Anaïs a dû subir aus­si l’ablation de ses deux seins. Elle a pos­té “Bye bye nichon !” et a ten­té cinq opé­ra­tions de recons­truc­tion mam­maire. Mais son corps a reje­té le 90B que les chi­rur­giens lui pro­met­taient. “Ma concep­tion de la fémi­ni­té n’est pas l’adhésion à des pré­ten­dues normes, voire à des cli­chés. Les méde­cins me disaient : ‘Tu as 25 ans, on ne peut pas te lais­ser repar­tir sans poi­trine. En plus, tu as un copain en ce moment…’ Il fal­lait que j’existe par rap­port aux yeux des autres. Moi, je me disais que sans sein je ne serais pas embê­tée pour cou­rir. Avoir deux seins n’est pas obli­ga­toire !” Aujourd’hui, la jeune ath­lète a conser­vé huit points de tatouages médi­caux, ceux qui ont ser­vi de repères pour les régions à trai­ter en radio­thé­ra­pie : “Ce sont des marques indé­lé­biles du pas­sé que je n’ai pas envie d’effacer parce que ça fait par­tie de moi. Beaucoup de mes tatouages ont une signi­fi­ca­tion, celui pour mon grand-​père décé­dé, celui der­rière mon mol­let – qui repré­sente une femme avec un sein bar­ré d’une cica­trice. C’est très fort pour moi.” Fière d’être comme elle est et de ses ori­gines réunion­naises par sa maman. Depuis ses 12 ans, elle arbore un mou­kou­ti, le bijou de narine tra­di­tion­nel que portent les Indiennes.
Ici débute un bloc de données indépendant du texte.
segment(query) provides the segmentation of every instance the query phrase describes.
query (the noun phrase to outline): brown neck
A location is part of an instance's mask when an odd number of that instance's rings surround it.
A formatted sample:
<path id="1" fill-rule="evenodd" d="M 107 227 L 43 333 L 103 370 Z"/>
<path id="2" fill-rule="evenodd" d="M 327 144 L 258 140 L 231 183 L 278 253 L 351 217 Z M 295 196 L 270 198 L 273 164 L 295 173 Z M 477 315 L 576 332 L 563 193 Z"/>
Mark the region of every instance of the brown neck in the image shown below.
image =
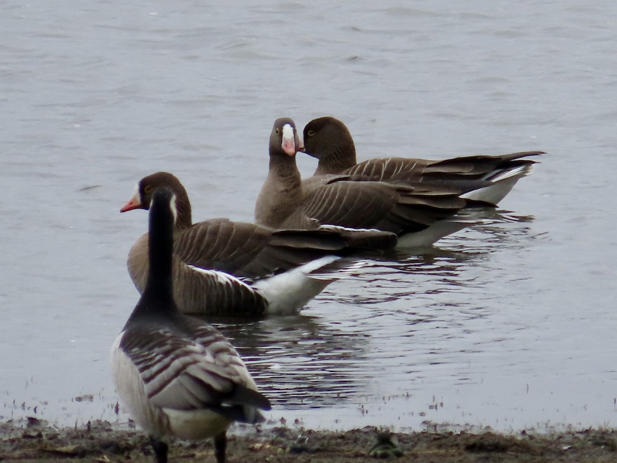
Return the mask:
<path id="1" fill-rule="evenodd" d="M 284 153 L 270 155 L 268 178 L 257 197 L 255 220 L 273 228 L 302 207 L 302 188 L 296 157 Z"/>
<path id="2" fill-rule="evenodd" d="M 319 157 L 315 175 L 341 173 L 356 164 L 355 146 L 349 132 L 339 134 L 337 141 L 329 143 Z"/>

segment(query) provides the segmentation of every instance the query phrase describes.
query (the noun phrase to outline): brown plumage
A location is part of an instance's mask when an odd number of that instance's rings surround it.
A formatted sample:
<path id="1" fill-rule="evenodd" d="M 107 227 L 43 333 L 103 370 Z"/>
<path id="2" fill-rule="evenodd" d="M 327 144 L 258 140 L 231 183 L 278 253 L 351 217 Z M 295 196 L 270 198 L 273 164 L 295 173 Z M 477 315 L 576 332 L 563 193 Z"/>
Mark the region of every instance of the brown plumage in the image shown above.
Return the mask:
<path id="1" fill-rule="evenodd" d="M 270 135 L 268 177 L 255 205 L 257 223 L 276 228 L 327 223 L 402 236 L 450 217 L 466 204 L 447 187 L 375 181 L 354 175 L 315 176 L 302 181 L 295 148 L 289 148 L 294 143 L 297 147 L 293 121 L 278 119 Z"/>
<path id="2" fill-rule="evenodd" d="M 357 163 L 351 134 L 340 120 L 331 117 L 313 119 L 304 127 L 303 135 L 301 150 L 319 160 L 315 175 L 360 175 L 386 181 L 447 186 L 466 197 L 494 205 L 521 177 L 532 171 L 535 161 L 523 158 L 545 154 L 526 151 L 442 161 L 383 157 Z"/>
<path id="3" fill-rule="evenodd" d="M 396 243 L 394 235 L 375 230 L 275 231 L 226 219 L 194 224 L 186 190 L 176 177 L 167 172 L 157 172 L 141 179 L 135 196 L 121 212 L 149 209 L 154 192 L 163 187 L 169 189 L 176 198 L 174 299 L 184 313 L 262 315 L 272 310 L 273 304 L 281 311 L 284 309 L 281 304 L 286 301 L 273 300 L 265 283 L 268 278 L 329 256 L 386 249 Z M 133 244 L 127 261 L 129 274 L 140 291 L 145 287 L 148 272 L 147 242 L 146 233 Z M 329 272 L 329 279 L 313 282 L 310 272 L 305 270 L 308 272 L 307 285 L 311 290 L 307 290 L 306 294 L 299 292 L 295 299 L 293 294 L 288 295 L 290 312 L 299 309 L 328 283 L 349 274 L 346 269 L 357 265 L 357 262 L 351 265 L 353 261 L 346 259 L 331 260 L 326 262 L 326 267 L 310 270 Z M 290 286 L 290 293 L 293 290 Z M 282 296 L 285 297 L 284 291 Z"/>

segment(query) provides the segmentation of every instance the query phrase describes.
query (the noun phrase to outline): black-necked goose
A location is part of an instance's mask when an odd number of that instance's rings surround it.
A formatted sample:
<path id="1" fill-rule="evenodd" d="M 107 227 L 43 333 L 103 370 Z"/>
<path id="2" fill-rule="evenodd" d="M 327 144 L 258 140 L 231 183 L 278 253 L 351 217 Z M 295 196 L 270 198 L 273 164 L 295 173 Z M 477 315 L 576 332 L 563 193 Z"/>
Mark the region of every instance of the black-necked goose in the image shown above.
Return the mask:
<path id="1" fill-rule="evenodd" d="M 255 204 L 256 223 L 275 228 L 310 228 L 320 223 L 376 228 L 403 236 L 402 246 L 429 245 L 468 225 L 452 217 L 466 202 L 452 188 L 349 175 L 302 181 L 296 164 L 297 147 L 293 121 L 277 119 L 270 134 L 268 177 Z"/>
<path id="2" fill-rule="evenodd" d="M 358 249 L 394 247 L 396 237 L 376 230 L 275 231 L 215 219 L 193 224 L 191 203 L 180 180 L 168 172 L 142 178 L 120 209 L 147 209 L 160 188 L 176 196 L 174 298 L 183 313 L 218 315 L 297 312 L 330 283 L 365 261 L 341 259 Z M 133 244 L 128 272 L 138 290 L 148 273 L 148 235 Z"/>
<path id="3" fill-rule="evenodd" d="M 526 151 L 442 161 L 382 157 L 357 164 L 351 134 L 338 119 L 329 116 L 313 119 L 304 127 L 301 151 L 319 160 L 315 175 L 362 175 L 386 181 L 449 185 L 460 189 L 463 198 L 495 206 L 520 178 L 533 171 L 535 161 L 523 158 L 545 154 Z"/>
<path id="4" fill-rule="evenodd" d="M 112 348 L 114 381 L 131 417 L 147 433 L 159 463 L 164 439 L 214 438 L 225 461 L 226 432 L 234 421 L 263 420 L 270 410 L 242 359 L 215 328 L 180 313 L 172 278 L 175 198 L 157 190 L 150 207 L 150 267 L 139 301 Z"/>

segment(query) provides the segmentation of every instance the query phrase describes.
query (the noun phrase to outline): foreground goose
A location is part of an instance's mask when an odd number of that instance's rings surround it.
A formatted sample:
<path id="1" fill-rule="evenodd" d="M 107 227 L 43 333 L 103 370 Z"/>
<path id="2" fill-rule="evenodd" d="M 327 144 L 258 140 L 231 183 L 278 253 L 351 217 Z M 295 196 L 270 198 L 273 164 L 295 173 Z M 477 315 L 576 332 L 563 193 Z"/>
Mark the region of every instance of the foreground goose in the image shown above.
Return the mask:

À pré­sent, l’athlète est tou­jours aide-​soignante la nuit, à mi-​temps à l’hôpital Jean-​Verdier de Bondy. “Je suis sup­pléante, quand j’embauche à 21 heures, je ne sais pas à l’avance dans quel ser­vice je vais être : pédia­trie, urgences… Il n’y a pas de rou­tine, c’est aus­si ce que j’aime.” Elle est en rémis­sion, mais elle garde des séquelles, un lym­phœ­dème (gon­fle­ment d’un membre lorsque la lymphe ne peut cir­cu­ler et s’accumule dans les tis­sus mous) peut se réveiller… En février der­nier, à 32 ans, elle a encore bat­tu son record per­son­nel au mara­thon de Séville avec un chro­no de 2 h 28’43'”. Une épreuve pour elle, car sa mère était dans le coma, à Paris, à la suite d’un arrêt car­diaque. “J’ai per­sé­vé­ré, je n’ai rien lâché, car je n’avais pas lais­sé ma mère en France pour rien”, com­mente celle dont la maman est aujourd’hui sor­tie de réani­ma­tion. Mais à deux minutes près, Anaïs n’a pas pu se qua­li­fier pour les JO de Paris. Les mini­ma pour les ath­lètes femmes sont fixés à 2 h 26’50”. Son objec­tif à pré­sent : les JO de Los Angeles en 2028. “Pour moi, le mara­thon est une célé­bra­tion. Encore plus depuis que le can­cer m’a fait prendre conscience de la chance d’être en vie. Je l’aborde comme un spec­tacle de danse, paillettes autour des yeux et rubans colo­rés dans les che­veux. Tant que je cours, tout va bien.”

Tout ce que je vou­lais c’était cou­rir, d’Anaïs Quemener, avec Franck Berteau. Préface de Cécile Coulon. Flammarion, 208 pages, 20 euros. Sortie le 3 avril.